Oltre mille individui di undici popolazioni diverse, la sconfinata complessità del genoma e i frattali. Con questi elementi ha preso forma lo studio multicentrico realizzato dal Consiglio nazionale delle ricerche (Cnr-Irib, Cnr-Istc, Cnr-Iasi) e dall’Università di Padova, pubblicato sulla rivista “International Journal of Neural Systems”.
I frattali: un aiuto per comprendere la complessità del genoma
Per aiutare i biologi a comprendere e ridurre la complessità del DNA umano – oltre 20.000 geni e 3 miliardi di coppie di basi nucleotidiche – sono stati proposti nel tempo numerosi modelli matematici. Ben si sa, però, che questi numeri rappresentano solo in parte l’eterogeneità presente nei nostri geni: gran parte delle sequenze del nostro DNA non codificano e sembrano ripetersi in maniera casuale all’interno del genoma. Inoltre, ad aumentare la complessità ci sono anche i single nucleotide polymorphisms, piccole variazioni genetiche che rappresentano la storia della nostra evoluzione, la base per lo sviluppo di patologie e anche la differenziazione tra popolazioni diverse.
Tra i modelli matematici proposti, risulta particolarmente promettente quello che impiega la geometria frattale, ideata da Benoît Mandelbrot, che ha permesso di studiare tutte quelle strutture ricorrenti alle quali la geometria euclidea non era in grado di rispondere. Un frattale è un oggetto geometrico che ripete infinite volte la sua forma su scale diverse: ingrandendo una sua parte qualunque, si ottiene dunque un oggetto simile all’originale.
Lo studio internazionale
Un team del Consiglio nazionale delle ricerche – Istituto per la ricerca e l’innovazione biomedica (Cnr-Irib) di Messina e Cosenza, Istituto di analisi dei sistemi ed informatica “Antonio Ruberti” (Cnr-Iasi) di Roma, Istituto di scienze e tecnologie della cognizione (Cnr-Istc) di Roma – e dell’Università di Padova ha applicato i concetti di dimensione frattale su 1.184 individui di 11 diverse popolazioni geograficamente diverse (es. Maasai a Kinyawa, Kenya, Giapponese, Cinese di Pechino, Toscani in Italia, persone con origini africane negli Stati Uniti sudoccidentali) e i risultati sono stati pubblicati sulla rivista International Journal of Neural Systems.

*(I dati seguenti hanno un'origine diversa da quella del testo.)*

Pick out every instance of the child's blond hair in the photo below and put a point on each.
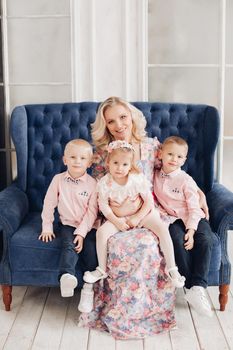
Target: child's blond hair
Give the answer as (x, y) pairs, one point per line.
(124, 150)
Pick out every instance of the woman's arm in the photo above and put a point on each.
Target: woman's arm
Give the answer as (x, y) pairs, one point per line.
(203, 203)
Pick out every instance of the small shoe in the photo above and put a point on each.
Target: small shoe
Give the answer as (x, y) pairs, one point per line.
(175, 277)
(86, 300)
(94, 276)
(197, 298)
(67, 284)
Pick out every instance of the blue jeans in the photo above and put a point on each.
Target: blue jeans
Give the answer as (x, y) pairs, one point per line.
(69, 257)
(193, 264)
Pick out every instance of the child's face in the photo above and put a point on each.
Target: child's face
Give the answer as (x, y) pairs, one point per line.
(173, 157)
(119, 165)
(77, 159)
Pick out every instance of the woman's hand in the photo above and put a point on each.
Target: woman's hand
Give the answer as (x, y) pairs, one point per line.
(203, 203)
(127, 208)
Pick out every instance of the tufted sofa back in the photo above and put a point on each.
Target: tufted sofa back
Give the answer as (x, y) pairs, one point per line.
(41, 131)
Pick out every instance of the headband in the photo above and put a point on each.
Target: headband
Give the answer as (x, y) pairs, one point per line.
(119, 144)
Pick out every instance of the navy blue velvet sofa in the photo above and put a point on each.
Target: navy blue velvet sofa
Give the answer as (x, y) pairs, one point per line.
(40, 132)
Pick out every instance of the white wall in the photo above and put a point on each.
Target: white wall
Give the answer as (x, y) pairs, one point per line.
(78, 50)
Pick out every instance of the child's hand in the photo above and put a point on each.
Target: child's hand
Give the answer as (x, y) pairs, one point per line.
(121, 224)
(46, 236)
(133, 221)
(79, 246)
(189, 241)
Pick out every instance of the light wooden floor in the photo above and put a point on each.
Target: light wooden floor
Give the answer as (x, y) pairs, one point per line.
(41, 319)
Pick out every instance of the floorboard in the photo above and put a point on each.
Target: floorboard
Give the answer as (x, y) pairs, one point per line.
(40, 319)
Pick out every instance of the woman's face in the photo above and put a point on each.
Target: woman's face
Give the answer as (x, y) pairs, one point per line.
(119, 122)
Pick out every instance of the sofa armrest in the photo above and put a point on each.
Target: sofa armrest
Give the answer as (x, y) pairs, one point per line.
(13, 208)
(220, 202)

«La ricorsività di uno stesso pattern o oggetto viene chiamata auto-similarità ed è un fenomeno estremamente ricorrente in natura basti pensare ai cristalli di ghiaccio, alla felce, al cavolo romano ma anche la struttura ramificata dei nostri bronchi e dei nostri vasi sanguigni per citarne alcuni», spiega Camillo Porcaro, dell’Università degli Studi di Padova e Cnr-Istc. «L’idea di applicare i frattali allo studio del DNA nasce proprio dall’ipotesi che numerose sequenze sembrerebbero ripetersi casualmente ma con una modalità di auto-similarità, dall’intero cromosoma fino al singolo gene».
Gli algoritmi usati nella ricerca
I dati usati in questo studio fanno parte dello Human Genome Project (HapMap, fase 3), che rappresenta il più importante database pubblico dove è conservato il sequenziamento dell’intero DNA umano di migliaia di persone nel mondo. «Per dimostrare l’efficacia della dimensione frattale nel caratterizzare il genoma umano sono stati utilizzati due diversi algoritmi: la box-counting dimension e la Higuchi’s fractal dimension».
«Una volta stimato e ricostruito l’intero genoma dei 1.184 soggetti abbiamo anche usato metodi di intelligenza artificiale, confermando che la dimensione frattale è una misura capace di rappresentare le variazioni genetiche di ogni singolo individuo e sufficientemente sensibile per discriminare automaticamente il DNA di popolazioni africane dalle popolazioni europee/native americane e dell’Asia orientale per quasi tutti i cromosomi, con un’accuratezza dell’80%» conclude Antonio Cerasa del Cnr-Irib. I risultati ottenuti dal team di matematici, ingegneri, biologi e neuroscienziati aprono nuove vie nella caratterizzazione frattale delle malattie genetiche, per capire meglio come queste possono essere collegate alla degenerazione della geometria nella struttura del DNA umano.